Littleboy 1 also has these fixations - I'm glad you have discovered a name for the syndrome! When we were on holiday this summer with friends that have a dog, he fixated on a dog lead and had to carry it round with him every minute of the day, even when the dog wasn't on it.....not surprisingly it really riled and confused the dog, which kept thinking it was about to be taken for a walk.

will said...

Hiya! Thanks for the stop-by. And, "no", I'm not a strict person - I'm really a pussycat. But if you don't believe me then go to your room and you won't get dessert after dinner. :>)

blogthatmama said...

Irene's idea is brilliant, the chore possibilities are endless!

Carah Boden said...

Just popped a comment on your 3 Sept post. Little ones going off to school for the first time - makes me SOoo nostalgic. I dread my youngest finishing infant school as she will next July. The moment they step into juniors, the innocence fast disolves.

Love this post and the idea of duckling trying to look 'oblong'! Fascinating what they latch onto when they're little. I remember my youngest being wedded to a little red plastic bell on a small cheap chain which came out of a Christmas cracker. Went everywhere with her. Broom would have been more useful...

ADDY said...

Oh My God. Let's not hope he sees a man up a tree with a chainsaw!!!!

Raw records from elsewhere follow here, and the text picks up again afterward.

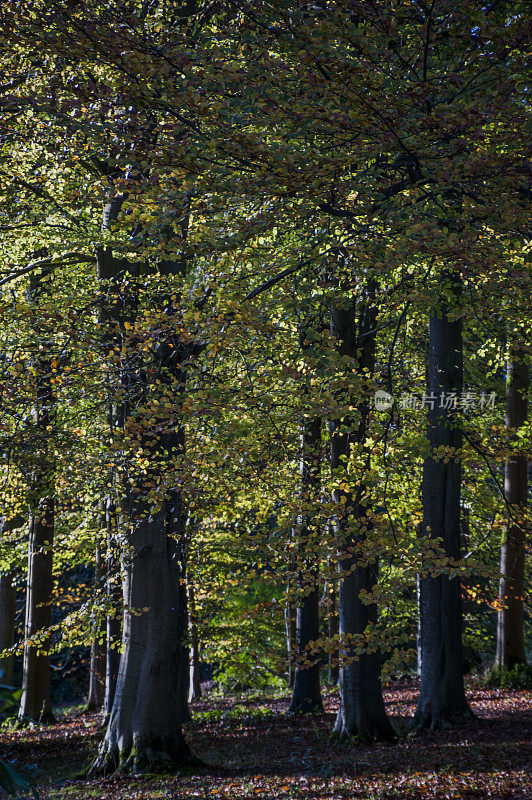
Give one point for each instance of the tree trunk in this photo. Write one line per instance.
(35, 701)
(184, 664)
(194, 682)
(113, 622)
(332, 622)
(290, 628)
(144, 730)
(97, 667)
(419, 636)
(362, 712)
(306, 695)
(442, 697)
(7, 626)
(510, 635)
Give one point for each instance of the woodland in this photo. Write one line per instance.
(265, 344)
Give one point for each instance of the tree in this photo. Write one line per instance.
(442, 696)
(510, 635)
(35, 701)
(7, 625)
(362, 711)
(306, 696)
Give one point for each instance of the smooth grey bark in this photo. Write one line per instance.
(7, 625)
(35, 701)
(442, 697)
(510, 633)
(332, 621)
(306, 695)
(184, 638)
(113, 621)
(419, 636)
(144, 729)
(194, 681)
(96, 692)
(290, 629)
(362, 712)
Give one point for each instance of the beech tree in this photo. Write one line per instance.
(510, 634)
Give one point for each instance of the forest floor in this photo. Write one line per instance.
(260, 751)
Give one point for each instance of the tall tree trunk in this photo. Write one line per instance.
(332, 621)
(290, 629)
(184, 664)
(362, 712)
(306, 695)
(144, 729)
(113, 621)
(7, 626)
(35, 701)
(194, 682)
(442, 697)
(97, 666)
(510, 634)
(419, 636)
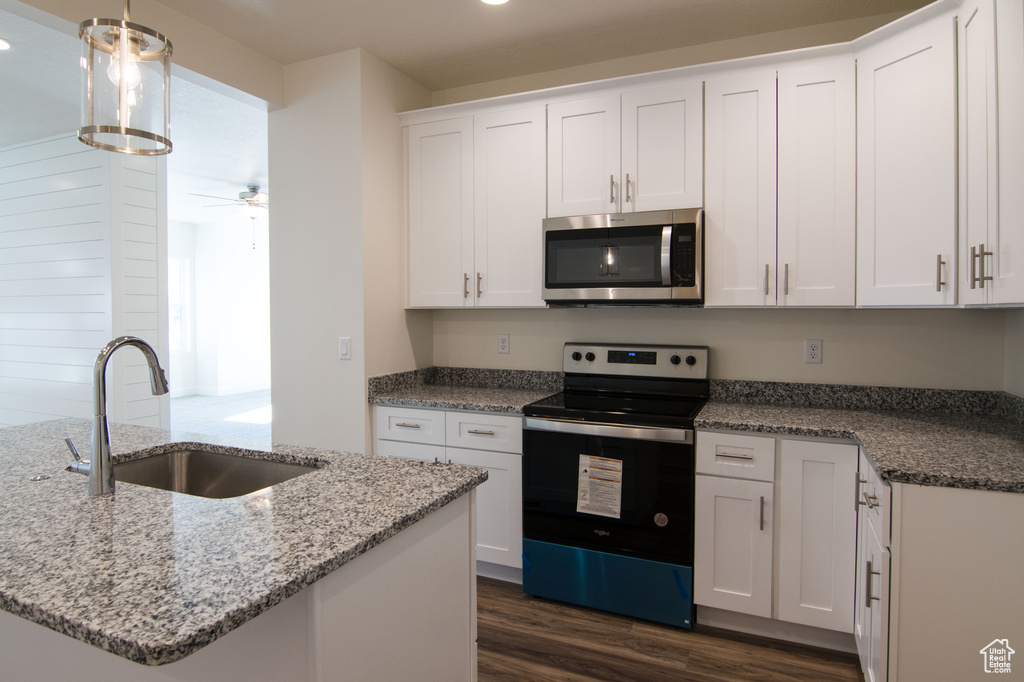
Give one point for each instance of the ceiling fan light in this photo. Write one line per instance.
(126, 110)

Millennium Housewife said...

Irene, thanks for all that - woo, projects for a year.

MM, I hear kids this age are quite good up chimneys too...

CTTF, hmm great advice, thanks?


VG, LOL!

Bill, you sound like my dad!

Mama, see above MM. MH

HOTH, it really wasn't useful at all.

Rosiero, you have just assured me of absolutely no sleep whatsoever until this phase ends.

TheOnlineStylist said...

I think I went through a Duck phase in my mid twenties, only I actually latched on to an actual duck! Its name was Chickpea and it had been abandoned by it's mother so I rescued it! Even now when I eat crispy duck in pancakes I get a small pang of guilt - but not enough to make me stop eating it!
Small Child has been securely latched on to a Jeremy Clarkson book for the past year - I'm not even going to try and understand that one!

Tim Atkinson said...

How he did like his carrot?

Millennium Housewife said...

That Girl? I'd worry if I were you.

Dotterel, lovely with a bit of houmous

david mcmahon said...

The carrot sounds perfectly logcal. Good thinking!!

SandyCarlson said...

This post could be the basis of a children's story. I love it. And I hope he wakes up to pleasant things that are easy to carry!

Millennium Housewife said...

David, carrots are a symbol of incentive so hopefully it will do the trick!

Sandy, welcome and thanks for stopping in, looking forward to checking you out MH

Anonymous said...

Very funny,, BOTD well deserved.

My No.1 and only son had a dummy, a blanket and two imaginary friends. He's grown up ok though.

Saz said...

well, this YOU can guide and nurture...and good luck with it, they are so malliable and easy to please young! hey ho!

Merisi said...

Duck phase! I love it, the name and your story. I read Konrad Lorenz in school, but never ever thought that anything I learned then could apply to human offspring as well! :-)))

Congratulations on winning David's "Post of the Day" award!

Millennium Housewife said...

Moannie, you give me hope - thanks!

FFF, you mean they get less malleable with age? Oh dear...

Merisi, thankyou, and thanks for dropping in

Millennium Housewife said...

Moannie, you give me hope - thanks!

FFF, you mean they get less malleable with age? Oh dear...

Merisi, thankyou, and thanks for dropping in

Sandi McBride said...

You could give him a dust cloth and let him know that the affianced likes being dragged along tables...fun post! Congratulations on the post of the day mention at Davids!